Entering the show, a vibrant melange of colours, sounds, and textures immediately confront the visitor. It’s like stepping into an alternative reality where pulsating patterns ricochet off every surface. Even though Nick Cave’s glittering costumed figures (known as Soundsuits) may seem like futuristic manifestations, a deep-rooted feeling of history and heritage remains, particularly in the carved and collaged works dispersed within the space. In actual fact, Soundsuits is very much grounded in recent past events. American artist, Nick Cave, strives to ensure the visibility of the Black male body – a pertinent topic for present times. It is not surprising that he started this series in 1992, in the aftermath of the Rodney King beating in Los Angeles and, more recently, created Soundsuit 9:29 as a homage to George Floyd. Thus, his looming figures take on a new resonance – standing in protest, unmissable in their bold colours and flamboyant patterns.
In the Black Fantastic
Another artist who uses the body as the foundation for her works is Lina Iris Viktor, a British-Liberian artist based in New York. Entering a sumptuous crimson room, the deep lustres of black punctuated with luminous 24-karat gold create a sense of immediate reverie. Like religious icons, there is something utterly timeless and commanding about her portraits of black women.
Chris Ofili, on the other hand, reclaims narratives from the Bible or Greek mythology and reinserts them into a new landscape – Trinidad (where he has lived since 2005). In this way, we are led to examine the effects of migration, especially on the development of new cultures and histories.
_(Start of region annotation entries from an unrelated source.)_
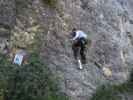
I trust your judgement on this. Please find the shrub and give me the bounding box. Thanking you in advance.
[0,53,68,100]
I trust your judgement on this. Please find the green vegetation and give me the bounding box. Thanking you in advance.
[0,53,68,100]
[91,71,133,100]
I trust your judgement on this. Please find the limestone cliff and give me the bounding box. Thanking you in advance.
[0,0,133,100]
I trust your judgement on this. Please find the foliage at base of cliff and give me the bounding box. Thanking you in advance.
[0,53,68,100]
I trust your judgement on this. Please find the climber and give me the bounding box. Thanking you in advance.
[71,28,87,64]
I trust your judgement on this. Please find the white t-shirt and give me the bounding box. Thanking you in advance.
[73,30,87,40]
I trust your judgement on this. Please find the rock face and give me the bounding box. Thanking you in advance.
[0,0,133,100]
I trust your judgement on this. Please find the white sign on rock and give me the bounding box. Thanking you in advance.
[13,54,24,65]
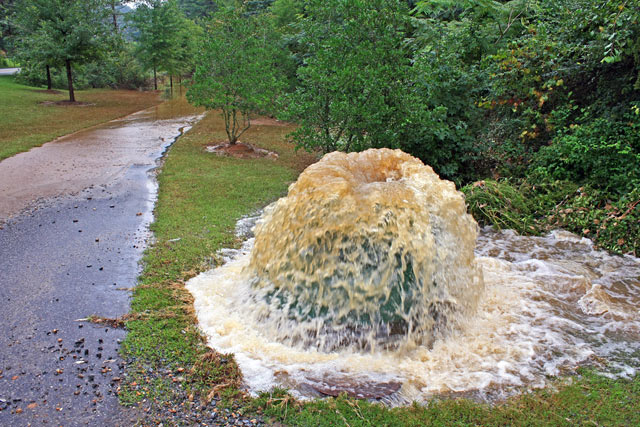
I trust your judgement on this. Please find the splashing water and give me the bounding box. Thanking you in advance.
[187,150,640,404]
[247,149,482,351]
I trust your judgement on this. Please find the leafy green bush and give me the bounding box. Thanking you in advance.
[545,187,640,256]
[462,180,640,256]
[533,113,640,194]
[462,179,539,234]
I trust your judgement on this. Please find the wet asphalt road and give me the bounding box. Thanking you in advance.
[0,102,201,426]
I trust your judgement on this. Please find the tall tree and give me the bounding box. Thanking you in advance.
[12,0,111,102]
[187,3,283,144]
[129,0,185,90]
[284,0,419,152]
[178,0,218,20]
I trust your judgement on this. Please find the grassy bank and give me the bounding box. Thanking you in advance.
[120,108,313,419]
[120,109,640,426]
[0,76,160,160]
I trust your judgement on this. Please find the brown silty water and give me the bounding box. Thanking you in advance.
[187,150,640,404]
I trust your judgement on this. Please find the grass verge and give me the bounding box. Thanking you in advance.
[119,113,640,426]
[0,76,161,160]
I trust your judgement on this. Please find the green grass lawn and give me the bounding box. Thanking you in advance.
[120,109,640,426]
[0,76,160,160]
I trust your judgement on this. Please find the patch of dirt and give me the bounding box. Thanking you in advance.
[33,89,62,95]
[40,101,96,107]
[205,141,278,160]
[251,117,290,126]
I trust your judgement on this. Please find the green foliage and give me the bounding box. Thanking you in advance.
[178,0,218,20]
[283,0,412,152]
[187,3,284,144]
[462,179,538,234]
[11,0,112,101]
[271,0,303,31]
[533,107,640,194]
[462,180,640,256]
[127,0,188,89]
[545,186,640,256]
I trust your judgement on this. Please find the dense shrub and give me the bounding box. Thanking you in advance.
[533,113,640,194]
[462,180,640,256]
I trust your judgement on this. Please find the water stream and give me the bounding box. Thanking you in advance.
[187,150,640,405]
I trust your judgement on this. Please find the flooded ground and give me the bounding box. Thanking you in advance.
[0,101,199,426]
[187,218,640,405]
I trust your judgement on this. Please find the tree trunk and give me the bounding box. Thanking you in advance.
[111,0,118,33]
[47,65,51,90]
[65,59,76,102]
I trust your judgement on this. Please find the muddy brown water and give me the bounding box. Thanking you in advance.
[0,100,200,426]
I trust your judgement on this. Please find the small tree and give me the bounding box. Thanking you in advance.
[129,0,185,90]
[12,0,111,102]
[187,8,283,144]
[283,0,412,152]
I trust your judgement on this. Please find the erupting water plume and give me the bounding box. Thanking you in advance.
[187,150,640,405]
[248,149,483,351]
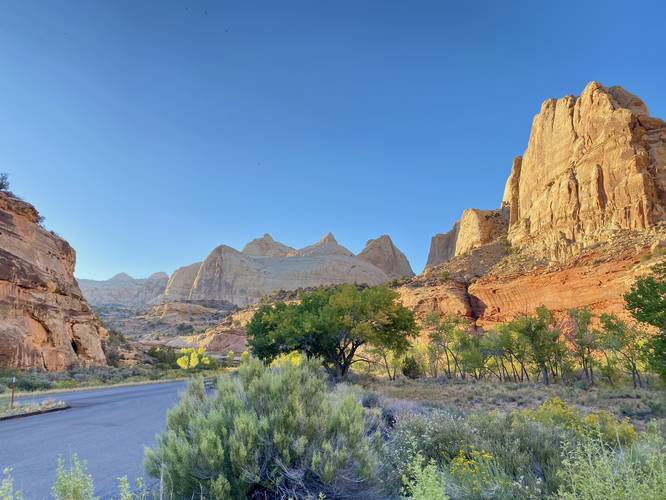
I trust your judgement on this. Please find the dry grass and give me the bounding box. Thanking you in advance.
[356,377,666,426]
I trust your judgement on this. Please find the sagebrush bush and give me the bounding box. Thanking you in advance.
[401,453,449,500]
[0,469,23,500]
[522,398,637,445]
[558,434,666,500]
[145,359,380,498]
[51,454,96,500]
[383,411,575,498]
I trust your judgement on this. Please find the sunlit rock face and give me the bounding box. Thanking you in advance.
[358,234,414,278]
[503,82,666,259]
[79,273,169,308]
[418,82,666,326]
[0,193,106,370]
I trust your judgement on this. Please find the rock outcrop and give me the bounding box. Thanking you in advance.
[164,262,201,301]
[416,82,666,327]
[426,221,460,268]
[190,233,389,306]
[503,82,666,260]
[79,273,169,308]
[358,234,414,278]
[426,208,509,268]
[0,192,106,370]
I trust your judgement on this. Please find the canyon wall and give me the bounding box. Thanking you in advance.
[0,192,106,370]
[416,82,666,326]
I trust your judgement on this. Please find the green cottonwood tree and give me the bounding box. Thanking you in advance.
[247,285,416,378]
[624,261,666,377]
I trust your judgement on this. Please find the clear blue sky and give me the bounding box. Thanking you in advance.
[0,0,666,279]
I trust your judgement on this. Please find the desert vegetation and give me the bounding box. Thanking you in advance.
[5,265,666,500]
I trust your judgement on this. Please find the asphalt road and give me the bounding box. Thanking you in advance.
[0,382,186,500]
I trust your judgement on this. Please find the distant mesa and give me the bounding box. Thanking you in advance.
[79,232,413,308]
[242,233,296,257]
[358,234,414,279]
[0,192,107,370]
[412,82,666,325]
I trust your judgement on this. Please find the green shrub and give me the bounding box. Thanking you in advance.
[558,435,666,500]
[402,453,449,500]
[51,454,96,500]
[384,411,575,498]
[402,356,423,379]
[0,469,23,500]
[522,398,637,444]
[145,359,379,498]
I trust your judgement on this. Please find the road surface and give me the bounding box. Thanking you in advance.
[0,381,186,500]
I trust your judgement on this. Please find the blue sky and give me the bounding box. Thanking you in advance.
[0,0,666,279]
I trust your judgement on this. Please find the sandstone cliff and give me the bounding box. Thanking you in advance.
[503,82,666,259]
[190,233,389,306]
[78,273,169,308]
[426,208,509,267]
[243,233,296,257]
[164,262,201,300]
[0,192,106,370]
[416,82,666,326]
[358,234,414,278]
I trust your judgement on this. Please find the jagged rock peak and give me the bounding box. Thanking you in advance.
[426,221,460,268]
[109,273,134,281]
[358,234,414,279]
[164,262,201,300]
[148,271,169,280]
[298,232,354,257]
[426,207,509,268]
[319,231,338,245]
[0,192,106,370]
[242,233,296,257]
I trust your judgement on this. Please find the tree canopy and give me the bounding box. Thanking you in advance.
[624,261,666,377]
[247,285,417,378]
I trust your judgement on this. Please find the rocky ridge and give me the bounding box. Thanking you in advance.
[412,82,666,325]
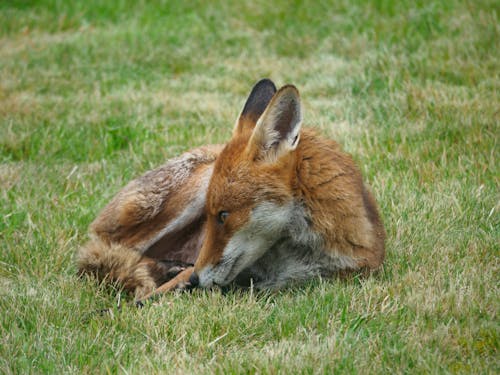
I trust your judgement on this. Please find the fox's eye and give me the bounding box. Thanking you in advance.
[217,211,229,224]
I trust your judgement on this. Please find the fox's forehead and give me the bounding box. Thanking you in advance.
[207,139,255,213]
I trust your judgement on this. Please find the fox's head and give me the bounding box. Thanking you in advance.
[192,79,302,287]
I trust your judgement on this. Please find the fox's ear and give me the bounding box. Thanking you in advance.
[233,78,276,135]
[248,85,302,162]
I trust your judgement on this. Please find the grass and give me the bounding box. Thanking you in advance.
[0,0,500,374]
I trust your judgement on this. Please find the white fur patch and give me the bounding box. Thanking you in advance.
[139,167,213,253]
[198,202,293,287]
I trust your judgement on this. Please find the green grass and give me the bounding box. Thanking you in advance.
[0,0,500,374]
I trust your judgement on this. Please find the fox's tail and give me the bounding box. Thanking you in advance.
[77,239,174,298]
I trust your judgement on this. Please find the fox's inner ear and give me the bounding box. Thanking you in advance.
[233,78,276,135]
[248,85,302,162]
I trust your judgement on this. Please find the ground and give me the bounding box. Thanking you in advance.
[0,0,500,374]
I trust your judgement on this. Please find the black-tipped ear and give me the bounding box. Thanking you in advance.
[234,78,276,133]
[248,85,302,162]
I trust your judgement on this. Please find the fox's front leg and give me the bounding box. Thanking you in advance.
[136,267,196,307]
[77,146,221,298]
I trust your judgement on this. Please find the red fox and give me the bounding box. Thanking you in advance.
[78,79,385,300]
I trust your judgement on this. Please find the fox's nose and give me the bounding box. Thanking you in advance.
[189,272,200,288]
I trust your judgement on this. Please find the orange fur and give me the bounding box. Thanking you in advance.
[78,80,385,299]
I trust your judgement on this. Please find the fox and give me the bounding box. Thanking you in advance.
[77,79,386,304]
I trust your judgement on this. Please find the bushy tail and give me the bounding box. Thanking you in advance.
[77,239,172,298]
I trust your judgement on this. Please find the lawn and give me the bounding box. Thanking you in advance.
[0,0,500,374]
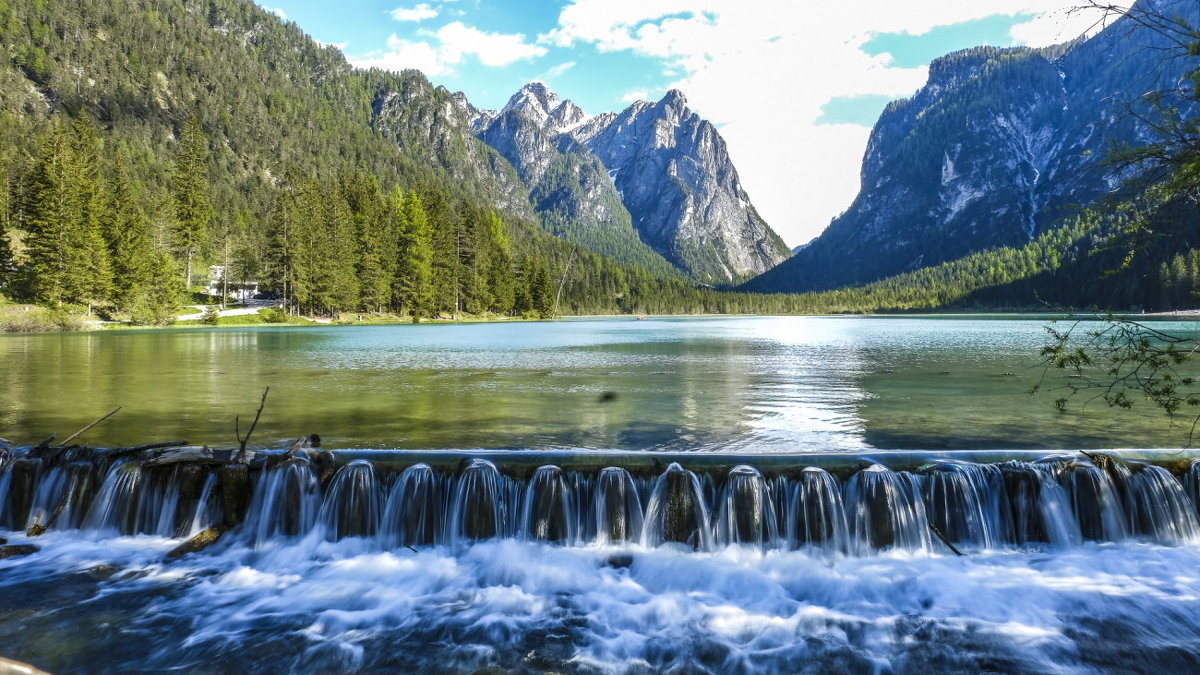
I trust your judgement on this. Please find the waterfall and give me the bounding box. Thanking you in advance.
[1061,461,1129,542]
[184,472,221,537]
[922,461,1001,549]
[642,462,713,550]
[7,450,1200,555]
[1126,465,1200,544]
[317,459,382,539]
[450,459,509,542]
[24,466,67,528]
[521,466,578,544]
[84,461,142,534]
[244,458,320,546]
[716,464,779,549]
[787,466,850,551]
[379,464,445,549]
[593,466,642,544]
[846,464,929,552]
In contrast, Rashaad Newsome’s video piece Build or Destroy samples and reconfigures imagery from pop culture, traditional African sculptures and the Black Queer community. In his own words, this work is “a jumping-off point to discuss ways we can liberate ourselves from systems of oppression and class domination.” As the background collapses into flames, a bejewelled performer ‘vogues’ in the foreground – their lustrous outfit acting like a kaleidoscope offering a glimpse into a world of repetitive psychedelic dance routines.
Throughout, the exhibition is punctuated with quotes from literary figures, including Suzanne Césaire, Octavia Butler, Frantz Fanon, Elizabeth Alexander. Césaire’s words perhaps best summarise the exhibition in its entirety (though she wrote it in 1941): “This is the domain of the Strange, the Marvellous, and the Fantastic… Here is the freed image, dazzling and beautiful, with a beauty that could not be more unexpected and overwhelming. Here are the poet, the painter, and the artist, presiding over the metamorphoses and the inversions of the world.”
In the Black Fantastic runs from 29 June until 18 September 2022.